The overall goal of this Project is to understand the complex processes that regulate contractility in vascular smooth muscle under physiological and pathophysiological conditions, which lead to high blood pressure, atherosclerosis, coronary restenosis, shock or cerebral vasospasm. Contractility is switched on in smooth muscle (SM) via phosphorylation of the regulatory light chain of myosin (RLC) and the level of phosphorylation is dependent upon the opposing activities of the Ca2+/calmodulin dependent myosin light chain kinase (MLCK) and myosin light chain phosphatase, both of which can be regulated by upstream signaling pathways. We, with Project 2, have generated MLCK null mice, which are embryonic lethal, starting at E15.5 with some reaching term, but prior to this embryonic aortae or umbilical vessels display RLC phosphorylation and normal force development in response to Ca 2+. We will test the hypothesis that ubiquitously expressed SM MLCKs are critical for contraction, migration, filament and sarcomere formation in smooth and cardiac muscle respectively, as well as A404SMC "progenitor" cells (Project 2, Core A) and transformed proepicardial cells (Project 3, Core A); or alternatively that a compensatory kinase(s) accounts for the MLCK activity in MLCK null embryos or that another kinase normally predominants during embryonic development. Preliminary studies suggest that formation of the coronary vessels is defective in MLCK null embryos, thus, we will test the hypothesis that MLCKs are critical for migration of the epicardial cells of the proepicardial organ, the precursors of the coronary vessels with Project 3. The myosin motors underlying cell migration and contractility are also regulated and contribute to the SM contractile phenotype. These mechanisms will be explored using kinetic analysis with a novel recently synthesized fluorescent 3'-amino derivative of ATP. We will test the hypothesis that AM. ADP strongly bound crossbridges play a significant role in maintaining tonic force at low actomyosin activity, slow shortening velocity and low levels of RLC phosphorylation, characteristic features of SM myosins. The proposed studies require extensive interactions with the other projects and Core A and match the central theme of this PPG.

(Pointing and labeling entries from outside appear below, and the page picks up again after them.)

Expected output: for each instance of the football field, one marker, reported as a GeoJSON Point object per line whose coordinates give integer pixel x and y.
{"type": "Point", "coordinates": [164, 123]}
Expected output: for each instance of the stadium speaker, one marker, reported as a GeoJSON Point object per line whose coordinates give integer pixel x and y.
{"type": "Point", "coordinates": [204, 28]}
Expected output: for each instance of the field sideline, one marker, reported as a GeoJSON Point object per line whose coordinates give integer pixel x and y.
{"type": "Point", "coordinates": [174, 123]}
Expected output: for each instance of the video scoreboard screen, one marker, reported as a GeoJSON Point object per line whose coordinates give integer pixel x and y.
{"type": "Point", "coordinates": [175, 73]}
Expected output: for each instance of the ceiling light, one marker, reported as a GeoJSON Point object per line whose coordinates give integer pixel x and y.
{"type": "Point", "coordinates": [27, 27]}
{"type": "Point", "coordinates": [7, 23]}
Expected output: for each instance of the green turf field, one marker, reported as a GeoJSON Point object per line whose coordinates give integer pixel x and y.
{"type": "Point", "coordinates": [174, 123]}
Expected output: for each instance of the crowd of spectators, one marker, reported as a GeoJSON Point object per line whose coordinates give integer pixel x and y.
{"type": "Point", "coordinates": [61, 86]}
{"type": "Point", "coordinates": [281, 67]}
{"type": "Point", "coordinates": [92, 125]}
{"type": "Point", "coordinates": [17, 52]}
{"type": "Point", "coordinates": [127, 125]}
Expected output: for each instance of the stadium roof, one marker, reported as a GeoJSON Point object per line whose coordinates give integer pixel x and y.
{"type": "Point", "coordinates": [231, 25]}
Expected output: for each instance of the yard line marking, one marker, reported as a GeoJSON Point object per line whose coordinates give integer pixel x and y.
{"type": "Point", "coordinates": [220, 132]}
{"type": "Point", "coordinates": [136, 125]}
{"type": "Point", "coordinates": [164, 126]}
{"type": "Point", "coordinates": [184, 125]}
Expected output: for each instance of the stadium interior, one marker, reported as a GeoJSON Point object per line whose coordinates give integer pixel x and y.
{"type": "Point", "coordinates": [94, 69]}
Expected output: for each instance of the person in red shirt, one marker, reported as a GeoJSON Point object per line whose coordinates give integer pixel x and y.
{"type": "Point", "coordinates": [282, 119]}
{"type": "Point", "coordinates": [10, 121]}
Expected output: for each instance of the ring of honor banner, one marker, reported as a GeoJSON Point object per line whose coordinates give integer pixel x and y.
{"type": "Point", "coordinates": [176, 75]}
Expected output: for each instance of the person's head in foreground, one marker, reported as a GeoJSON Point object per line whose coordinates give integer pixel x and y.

该项目的总体目标是了解在生理和病理生理条件下调节血管平滑肌收缩力的复杂过程，从而导致高血压，动脉粥样硬化，冠状动脉再狭窄，休克或脑血管痉挛。通过肌球蛋白（RLC）调节轻链的磷酸化，在平滑肌（SM）中打开收缩力，磷酸化水平取决于Ca2+/钙调蛋白肌球蛋白光链轻链激酶（MLCK）的相对活性（MLCK）和肌球蛋白轻链酶磷酸化酶，这两种磷酸酶磷酸化酶的磷酸磷酸化酶，这两个磷酸磷酸酶都可以根据上层的范围来调节。我们使用项目2产生了胚胎致死的MLCK null小鼠，从E15.5开始，有一些达到术语，但是在此胚胎主动脉或脐带血管之前，我们显示出RLC磷酸化和向师力的发育，响应于Ca 2+。我们将检验以下假设：普通和心脏肌肉中分别对收缩，迁移，细丝和肌节形成至关重要，以及A404SMC“祖细胞”细胞（Project 2，core a）和转化的ProEpicardial细胞（Project 2，Project o Core A）（Project 3，Core 3，Core A）；或者，代偿性激酶（S）解释了MLCK无效胚胎的MLCK活性，或者是胚胎发育过程中另一种激酶通常为主要的激酶。初步研究表明，冠状血管的形成在MLCK无效胚胎中有缺陷，因此，我们将检验以下假设：MLCK对于促头皮器官的心外膜细胞的迁移至关重要，冠状器官的前体的前体是带有Project 3的细胞迁移和合同的肌电蛋白动力和缩水量。这些机制将使用动力学分析来探索使用新颖 最近合成ATP的荧光3'-氨基衍生物。我们将检验AM的假设。 ADP强烈结合的跨桥在维持低肌动球蛋白活性，缩短速度缓慢和RLC磷酸化水平较低的情况下，SM肌球蛋白的特征性特征的较慢，起着重要作用。拟议的研究需要与其他项目和核心A进行广泛的互动，并与该PPG的中心主题相匹配。